Another Damned Medievalist said...

Hey, I'm not junior anymore! *laughs uncomfortably*

But seriously, I think if you think your relationship with the person might affect your review, you decline, or at least warn the editor. But OTOH, I realized about a year ago that I am friends or friendly with most of the editorial boards of two of the journals in which I am most likely to publish. And given the sorts of things that my friends have said when I've sent them drafts, the comments have always been thorough and thoughtful. Presumably it's more likely to be a case of R&R than something totally crap, so maybe thinking of yourself as a friendly editor, no matter the author, would help?

Comrade PhysioProf said...

In the natural sciences, it is completely routine to peer review grants and manuscripts of people you are quite friendly with. Those personal relationships that are considered to present conflicts of interest are (1) family relationship, (2) financial relationship, (3) collaborative relationship, (4) shared institutional affiliation, (5) direct scientific competition for the same experimental goal, (6) severe scientific dispute.

Anonymous said...

(g) with Sapience and Dame Eleanor. I have had this, albeit not for unpublished work but for a book by someone I'd worked for and like a lot. I told the editor this, after dithering, and by then they'd already assigned it to someone else anyway. Problem solved, sort of (in as much as I then had to buy the book). With this, I think I would see it as a chance to do some good, but I would very much feel that the editor needed to be told.

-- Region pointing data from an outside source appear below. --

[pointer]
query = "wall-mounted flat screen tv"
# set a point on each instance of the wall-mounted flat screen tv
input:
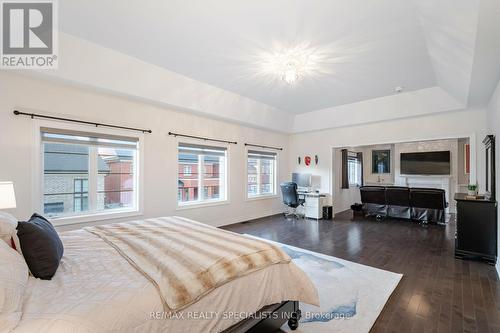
(426, 163)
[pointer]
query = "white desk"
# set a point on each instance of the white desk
(314, 202)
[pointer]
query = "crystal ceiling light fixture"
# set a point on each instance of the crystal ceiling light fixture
(290, 65)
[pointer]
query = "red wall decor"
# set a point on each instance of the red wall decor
(467, 158)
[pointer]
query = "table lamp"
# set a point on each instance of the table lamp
(7, 195)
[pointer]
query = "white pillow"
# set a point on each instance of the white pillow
(13, 281)
(8, 231)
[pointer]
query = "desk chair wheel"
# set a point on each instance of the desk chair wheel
(293, 322)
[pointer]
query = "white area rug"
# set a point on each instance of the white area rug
(351, 295)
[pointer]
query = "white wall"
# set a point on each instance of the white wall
(160, 196)
(494, 128)
(438, 126)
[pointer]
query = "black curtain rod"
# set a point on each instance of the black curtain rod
(259, 146)
(201, 138)
(33, 115)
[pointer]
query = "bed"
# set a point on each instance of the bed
(96, 289)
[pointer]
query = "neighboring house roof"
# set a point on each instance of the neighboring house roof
(191, 158)
(73, 158)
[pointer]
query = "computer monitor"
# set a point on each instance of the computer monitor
(302, 179)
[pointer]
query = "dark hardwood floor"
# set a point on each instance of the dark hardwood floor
(438, 293)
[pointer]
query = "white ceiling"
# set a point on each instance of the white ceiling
(368, 47)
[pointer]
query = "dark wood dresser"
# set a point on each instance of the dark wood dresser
(476, 233)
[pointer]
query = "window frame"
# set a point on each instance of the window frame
(89, 216)
(202, 203)
(275, 176)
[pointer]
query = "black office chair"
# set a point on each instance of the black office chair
(291, 199)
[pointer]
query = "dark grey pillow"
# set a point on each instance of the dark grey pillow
(41, 246)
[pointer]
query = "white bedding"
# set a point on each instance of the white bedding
(96, 290)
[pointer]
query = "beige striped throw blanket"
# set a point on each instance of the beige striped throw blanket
(185, 259)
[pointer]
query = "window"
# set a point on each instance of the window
(261, 173)
(354, 168)
(81, 195)
(202, 174)
(187, 170)
(85, 173)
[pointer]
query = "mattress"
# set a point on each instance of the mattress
(97, 290)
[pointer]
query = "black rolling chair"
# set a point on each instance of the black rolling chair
(291, 199)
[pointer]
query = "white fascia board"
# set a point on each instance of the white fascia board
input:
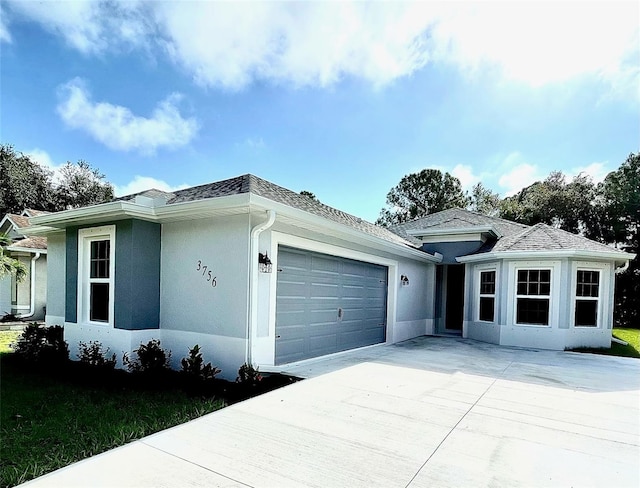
(490, 256)
(204, 206)
(263, 203)
(479, 229)
(30, 250)
(121, 210)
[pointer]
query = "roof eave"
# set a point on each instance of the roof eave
(618, 256)
(263, 203)
(478, 229)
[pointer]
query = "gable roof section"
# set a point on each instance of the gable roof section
(248, 185)
(18, 221)
(456, 219)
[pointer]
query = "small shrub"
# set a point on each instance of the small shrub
(42, 344)
(93, 355)
(193, 366)
(9, 317)
(248, 374)
(151, 358)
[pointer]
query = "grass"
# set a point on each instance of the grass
(47, 423)
(632, 350)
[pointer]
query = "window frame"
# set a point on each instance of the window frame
(603, 293)
(85, 238)
(553, 297)
(478, 275)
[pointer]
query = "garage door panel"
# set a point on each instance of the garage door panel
(311, 288)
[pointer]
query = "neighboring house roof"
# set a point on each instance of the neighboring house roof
(35, 243)
(252, 184)
(30, 212)
(12, 224)
(18, 221)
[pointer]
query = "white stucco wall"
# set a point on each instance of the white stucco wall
(409, 308)
(561, 332)
(56, 279)
(5, 295)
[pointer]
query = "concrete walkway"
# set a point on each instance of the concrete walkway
(424, 413)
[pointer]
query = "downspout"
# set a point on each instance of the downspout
(253, 278)
(32, 298)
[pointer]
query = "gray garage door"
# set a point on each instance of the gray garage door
(327, 304)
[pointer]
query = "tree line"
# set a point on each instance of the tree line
(608, 212)
(26, 184)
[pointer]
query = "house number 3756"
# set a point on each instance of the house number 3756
(206, 273)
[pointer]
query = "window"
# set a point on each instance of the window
(99, 281)
(486, 311)
(587, 293)
(95, 272)
(533, 293)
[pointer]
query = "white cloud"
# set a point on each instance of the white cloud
(232, 44)
(142, 183)
(597, 171)
(465, 174)
(518, 174)
(118, 128)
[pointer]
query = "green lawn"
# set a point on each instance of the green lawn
(632, 336)
(47, 422)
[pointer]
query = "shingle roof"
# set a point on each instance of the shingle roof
(542, 237)
(457, 218)
(33, 242)
(20, 221)
(252, 184)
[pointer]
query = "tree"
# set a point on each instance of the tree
(567, 206)
(23, 183)
(620, 213)
(420, 194)
(26, 184)
(81, 185)
(484, 201)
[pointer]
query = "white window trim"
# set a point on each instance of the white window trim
(554, 291)
(85, 237)
(603, 291)
(478, 271)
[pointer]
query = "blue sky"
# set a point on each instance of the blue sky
(340, 99)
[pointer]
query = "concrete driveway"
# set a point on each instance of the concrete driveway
(427, 412)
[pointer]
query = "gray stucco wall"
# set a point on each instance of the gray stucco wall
(137, 276)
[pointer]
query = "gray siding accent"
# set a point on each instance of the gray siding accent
(451, 250)
(137, 275)
(326, 304)
(71, 295)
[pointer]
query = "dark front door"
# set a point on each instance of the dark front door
(454, 297)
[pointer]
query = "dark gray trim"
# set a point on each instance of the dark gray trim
(71, 283)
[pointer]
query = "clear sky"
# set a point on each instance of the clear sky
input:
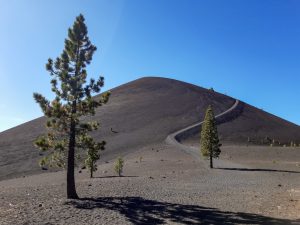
(249, 50)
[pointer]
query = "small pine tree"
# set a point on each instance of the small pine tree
(93, 155)
(119, 166)
(210, 146)
(67, 133)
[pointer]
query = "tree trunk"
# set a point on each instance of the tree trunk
(71, 189)
(91, 172)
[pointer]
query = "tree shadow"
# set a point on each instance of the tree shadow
(138, 210)
(113, 176)
(258, 170)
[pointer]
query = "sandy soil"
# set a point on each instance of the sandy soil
(168, 186)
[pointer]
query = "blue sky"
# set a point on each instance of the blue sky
(247, 49)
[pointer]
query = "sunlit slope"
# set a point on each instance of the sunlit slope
(140, 112)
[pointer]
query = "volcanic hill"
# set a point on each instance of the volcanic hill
(146, 111)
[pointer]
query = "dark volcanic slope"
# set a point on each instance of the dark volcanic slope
(142, 112)
(254, 126)
(145, 111)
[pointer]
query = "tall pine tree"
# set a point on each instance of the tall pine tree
(66, 132)
(210, 145)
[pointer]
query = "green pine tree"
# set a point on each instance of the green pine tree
(210, 146)
(73, 99)
(93, 155)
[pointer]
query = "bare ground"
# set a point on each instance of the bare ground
(168, 186)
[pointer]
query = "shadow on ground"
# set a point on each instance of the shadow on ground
(114, 176)
(258, 170)
(142, 211)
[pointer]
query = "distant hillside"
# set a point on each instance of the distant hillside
(142, 112)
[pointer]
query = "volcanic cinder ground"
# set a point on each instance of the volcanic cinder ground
(163, 183)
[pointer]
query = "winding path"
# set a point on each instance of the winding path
(176, 137)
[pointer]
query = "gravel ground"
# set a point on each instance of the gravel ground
(168, 186)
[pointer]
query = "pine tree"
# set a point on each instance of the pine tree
(210, 146)
(119, 166)
(66, 132)
(93, 155)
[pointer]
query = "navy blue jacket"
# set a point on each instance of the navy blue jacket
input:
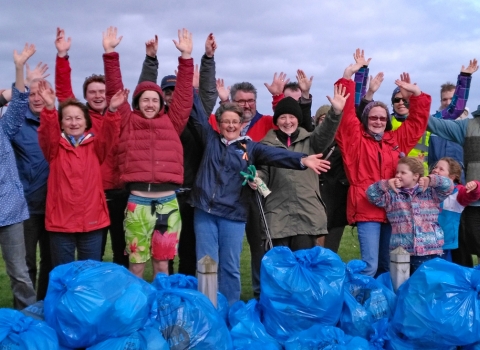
(218, 186)
(32, 167)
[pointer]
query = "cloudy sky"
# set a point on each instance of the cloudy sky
(429, 39)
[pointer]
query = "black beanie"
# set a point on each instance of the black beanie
(288, 105)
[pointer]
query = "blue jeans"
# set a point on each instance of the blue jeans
(13, 251)
(221, 239)
(87, 244)
(374, 238)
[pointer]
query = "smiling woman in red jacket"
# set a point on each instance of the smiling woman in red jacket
(76, 209)
(370, 152)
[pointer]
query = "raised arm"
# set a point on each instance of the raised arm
(111, 62)
(182, 103)
(150, 64)
(15, 114)
(49, 132)
(207, 86)
(460, 96)
(63, 80)
(414, 127)
(305, 83)
(349, 130)
(324, 133)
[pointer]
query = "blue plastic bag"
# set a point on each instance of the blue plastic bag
(386, 280)
(247, 330)
(90, 301)
(366, 301)
(188, 320)
(20, 332)
(179, 280)
(325, 337)
(439, 305)
(149, 338)
(300, 289)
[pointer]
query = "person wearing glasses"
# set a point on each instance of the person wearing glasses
(221, 202)
(371, 149)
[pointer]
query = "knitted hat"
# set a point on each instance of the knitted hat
(288, 105)
(368, 108)
(322, 110)
(168, 81)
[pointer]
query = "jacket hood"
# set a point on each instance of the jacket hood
(147, 86)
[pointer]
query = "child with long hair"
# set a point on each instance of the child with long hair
(452, 207)
(412, 204)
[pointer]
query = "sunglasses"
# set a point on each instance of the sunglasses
(398, 99)
(376, 117)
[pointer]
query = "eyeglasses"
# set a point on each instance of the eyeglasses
(374, 118)
(244, 102)
(230, 122)
(398, 99)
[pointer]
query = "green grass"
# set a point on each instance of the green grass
(348, 251)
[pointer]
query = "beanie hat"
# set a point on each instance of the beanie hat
(399, 117)
(368, 108)
(287, 105)
(168, 81)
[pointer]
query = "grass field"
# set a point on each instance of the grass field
(348, 250)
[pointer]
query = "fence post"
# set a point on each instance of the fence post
(399, 267)
(207, 278)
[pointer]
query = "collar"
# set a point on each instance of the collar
(228, 143)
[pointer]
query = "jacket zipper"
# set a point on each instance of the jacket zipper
(216, 179)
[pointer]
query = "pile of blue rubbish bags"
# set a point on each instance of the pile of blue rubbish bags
(310, 300)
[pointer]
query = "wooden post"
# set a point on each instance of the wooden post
(399, 267)
(207, 278)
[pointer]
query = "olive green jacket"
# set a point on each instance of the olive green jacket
(295, 206)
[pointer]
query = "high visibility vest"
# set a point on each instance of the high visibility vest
(421, 148)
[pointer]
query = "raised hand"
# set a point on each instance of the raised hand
(471, 186)
(316, 163)
(196, 78)
(359, 57)
(472, 67)
(39, 72)
(21, 58)
(406, 87)
(151, 47)
(278, 83)
(304, 83)
(210, 45)
(61, 44)
(423, 182)
(47, 94)
(351, 70)
(339, 98)
(118, 99)
(375, 83)
(223, 92)
(184, 43)
(110, 40)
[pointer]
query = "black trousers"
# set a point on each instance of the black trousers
(116, 202)
(186, 246)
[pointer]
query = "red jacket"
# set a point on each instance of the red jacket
(75, 198)
(368, 161)
(63, 89)
(150, 150)
(261, 124)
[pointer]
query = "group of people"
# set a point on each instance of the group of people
(166, 163)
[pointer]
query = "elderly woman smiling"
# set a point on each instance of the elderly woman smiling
(294, 210)
(220, 201)
(370, 151)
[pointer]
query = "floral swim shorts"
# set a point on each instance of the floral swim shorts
(152, 228)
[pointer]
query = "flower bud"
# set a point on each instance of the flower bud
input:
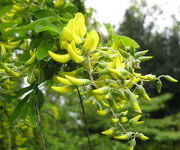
(108, 132)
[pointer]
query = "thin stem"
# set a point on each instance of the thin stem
(39, 121)
(91, 78)
(120, 125)
(84, 118)
(90, 72)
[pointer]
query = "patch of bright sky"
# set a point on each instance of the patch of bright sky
(112, 11)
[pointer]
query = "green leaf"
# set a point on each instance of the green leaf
(43, 48)
(109, 28)
(22, 91)
(19, 109)
(45, 25)
(159, 85)
(31, 73)
(169, 78)
(32, 25)
(40, 98)
(43, 13)
(127, 42)
(32, 109)
(5, 10)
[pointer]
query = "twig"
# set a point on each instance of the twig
(84, 118)
(90, 72)
(120, 125)
(39, 121)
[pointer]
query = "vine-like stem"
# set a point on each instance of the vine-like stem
(84, 118)
(91, 78)
(39, 122)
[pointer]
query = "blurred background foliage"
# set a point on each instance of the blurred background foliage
(62, 118)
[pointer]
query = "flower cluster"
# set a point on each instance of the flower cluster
(109, 77)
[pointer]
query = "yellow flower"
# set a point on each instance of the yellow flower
(102, 112)
(75, 29)
(108, 132)
(59, 3)
(62, 89)
(92, 40)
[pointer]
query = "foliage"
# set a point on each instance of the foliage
(46, 43)
(164, 46)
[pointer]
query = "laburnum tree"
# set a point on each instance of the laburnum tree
(47, 44)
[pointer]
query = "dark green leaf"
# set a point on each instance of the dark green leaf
(19, 108)
(5, 10)
(31, 25)
(40, 98)
(31, 73)
(43, 13)
(158, 85)
(43, 48)
(45, 25)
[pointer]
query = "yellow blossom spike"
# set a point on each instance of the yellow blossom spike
(80, 27)
(92, 40)
(62, 89)
(124, 119)
(101, 91)
(77, 51)
(59, 58)
(108, 132)
(74, 56)
(69, 35)
(136, 118)
(114, 120)
(102, 112)
(63, 44)
(77, 81)
(63, 81)
(59, 3)
(123, 136)
(138, 123)
(143, 137)
(136, 107)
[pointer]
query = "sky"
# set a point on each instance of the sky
(112, 11)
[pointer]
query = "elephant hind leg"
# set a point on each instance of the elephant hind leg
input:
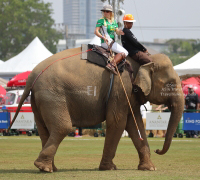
(58, 127)
(42, 129)
(141, 146)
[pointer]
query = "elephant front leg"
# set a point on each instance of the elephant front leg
(114, 131)
(141, 146)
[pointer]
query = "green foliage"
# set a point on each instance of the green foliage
(21, 21)
(181, 50)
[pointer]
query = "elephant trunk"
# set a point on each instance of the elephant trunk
(176, 114)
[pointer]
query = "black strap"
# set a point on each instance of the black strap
(110, 88)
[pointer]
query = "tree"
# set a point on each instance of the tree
(21, 21)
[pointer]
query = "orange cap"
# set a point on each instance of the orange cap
(128, 18)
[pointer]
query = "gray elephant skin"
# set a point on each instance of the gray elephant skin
(73, 92)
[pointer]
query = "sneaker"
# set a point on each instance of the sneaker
(111, 68)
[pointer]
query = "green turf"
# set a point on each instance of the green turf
(79, 158)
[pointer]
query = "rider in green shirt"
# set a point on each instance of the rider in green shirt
(105, 29)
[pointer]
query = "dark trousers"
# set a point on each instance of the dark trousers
(142, 58)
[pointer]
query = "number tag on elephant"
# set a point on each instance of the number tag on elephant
(157, 121)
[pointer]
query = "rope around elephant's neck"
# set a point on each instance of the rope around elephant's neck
(140, 137)
(53, 63)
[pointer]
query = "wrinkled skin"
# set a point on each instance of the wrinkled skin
(73, 92)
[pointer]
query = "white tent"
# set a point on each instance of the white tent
(189, 68)
(32, 55)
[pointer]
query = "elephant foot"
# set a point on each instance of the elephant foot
(43, 167)
(54, 168)
(147, 166)
(107, 166)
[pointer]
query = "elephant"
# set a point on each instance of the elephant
(72, 92)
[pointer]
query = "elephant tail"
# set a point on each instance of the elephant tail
(24, 96)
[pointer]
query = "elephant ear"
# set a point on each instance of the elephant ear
(143, 78)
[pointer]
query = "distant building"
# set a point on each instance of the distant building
(80, 17)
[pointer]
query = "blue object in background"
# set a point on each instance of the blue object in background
(191, 121)
(4, 120)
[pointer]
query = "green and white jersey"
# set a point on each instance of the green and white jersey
(108, 28)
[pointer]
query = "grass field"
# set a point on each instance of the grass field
(79, 158)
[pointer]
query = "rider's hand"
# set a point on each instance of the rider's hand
(121, 32)
(105, 39)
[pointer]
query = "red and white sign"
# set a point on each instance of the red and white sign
(25, 120)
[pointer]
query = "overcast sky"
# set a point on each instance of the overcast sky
(163, 19)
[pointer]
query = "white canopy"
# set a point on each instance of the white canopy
(32, 55)
(191, 67)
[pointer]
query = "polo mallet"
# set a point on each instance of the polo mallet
(140, 137)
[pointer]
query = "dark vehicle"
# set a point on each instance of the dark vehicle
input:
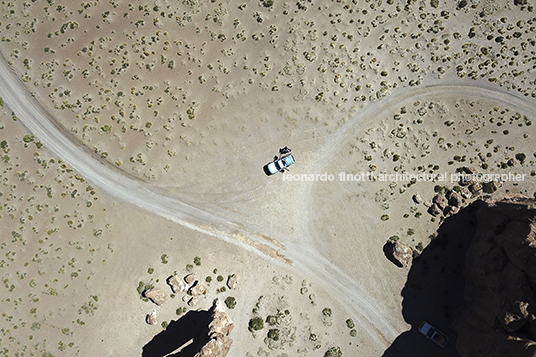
(433, 334)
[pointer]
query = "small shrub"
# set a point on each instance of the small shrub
(333, 352)
(230, 302)
(256, 324)
(273, 334)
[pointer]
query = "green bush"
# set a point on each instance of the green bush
(333, 352)
(273, 334)
(230, 302)
(256, 324)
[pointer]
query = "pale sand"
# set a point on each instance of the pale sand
(329, 81)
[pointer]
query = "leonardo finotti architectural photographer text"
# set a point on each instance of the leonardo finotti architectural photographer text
(403, 177)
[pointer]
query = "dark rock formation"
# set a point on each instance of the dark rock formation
(500, 272)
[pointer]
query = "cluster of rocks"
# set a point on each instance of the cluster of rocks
(450, 203)
(189, 284)
(401, 253)
(499, 319)
(219, 343)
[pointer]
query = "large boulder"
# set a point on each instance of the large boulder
(219, 343)
(499, 319)
(401, 254)
(156, 295)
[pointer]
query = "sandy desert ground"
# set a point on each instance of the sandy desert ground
(133, 136)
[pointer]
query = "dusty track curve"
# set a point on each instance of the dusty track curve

Mind you. Anything I'm actually qualified to referee, I will almost certainly be able to tell who the writer is! There's really very few of us.

New Kid on the Hallway said...

Ah. I have only reviewed articles, so didn't think about books! (And I think I have heard that those are single-blind - or not blind, if the reviewer chooses to reveal.) That makes sense!

C said...

My general feeling is that editors expect that you are at least acquainted with most people in the field and tend to trust your judgement. It all depends on the person and your opinion of hir scholarship, no? That said, I think if you're worried, simply notify the editor.

As a side note, I've never blind-reviewed unpublished material, but I was wondering what your thoughts (and other folks') were on signing reports. My feeling is that it's considerate to sign, especially for an r&r. For the one article I published, all but one reviewer revealed hir identity. I'm curious, because I've never faced this dilemma: what would be your reasons for not signing?